The Government did not announce any new major super measures.   

 

Other measures  

  1. Fuel excise and road user charge temporary reduction 

    From 1 April to 30 June 2026, the Government temporarily cut the fuel excise on petrol and diesel by 32c. While noted in the Budget, there is no indication that this measure will be extended further beyond the already announced 3-month period. 

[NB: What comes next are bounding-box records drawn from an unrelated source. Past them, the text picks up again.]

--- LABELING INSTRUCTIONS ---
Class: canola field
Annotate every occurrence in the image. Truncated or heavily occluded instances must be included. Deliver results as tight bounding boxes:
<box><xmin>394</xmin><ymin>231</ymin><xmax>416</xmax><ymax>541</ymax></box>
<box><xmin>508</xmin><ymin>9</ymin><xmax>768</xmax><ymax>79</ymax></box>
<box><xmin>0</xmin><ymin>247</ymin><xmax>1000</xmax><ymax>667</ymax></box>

  2. Eligibility for pension supplement changes 

    Pension recipients who are residing permanently overseas or who are temporarily absent from Australia for longer than 12 weeks will no longer be eligible for the pension.  

  3. Supervision funding for MIS sector 

    The Government will provide $17.8m over 4 years from 2026-27 (and $1.4m per year ongoing) to strengthen governance requirements, supervision and enforcement in relation to managed investment schemes. 

  4. Strengthening child support system 

    The Government will provide $22m over 4 years from 2026-27 and $600,000 ongoing to various departments including Services Australia, ATO and Department of Social Services to improve the accuracy of child support assessments. 

  5. Fighting SMS scams

    The Government will introduce a user charge to recover the cost of operating the SMS Sender ID Register from 2026-27.  

  6. Rental income help for those receiving Youth Allowance and ABSTUDY

    States and Territories will receive $59.4m over 4 years, enabling community housing providers to supplement rental income for over 4,000 young people eligible for social housing. 

  7. Increasing withdrawal limit for estate expenses 

    The Government is increasing the bank account withdrawal limit for deceased persons’ estate related expenses from $15,000 to $30,000, including funeral expenses. 

  8. Reducing reporting burden for large proprietary companies

    The Government will relieve the reporting burden for large proprietary companies by increasing monetary thresholds from $50m to $100m of consolidated revenue and $25m to $50m of consolidated gross assets. Businesses that don't meet these new thresholds no longer need to lodge an annual audited financial report, directors' report or sustainability report.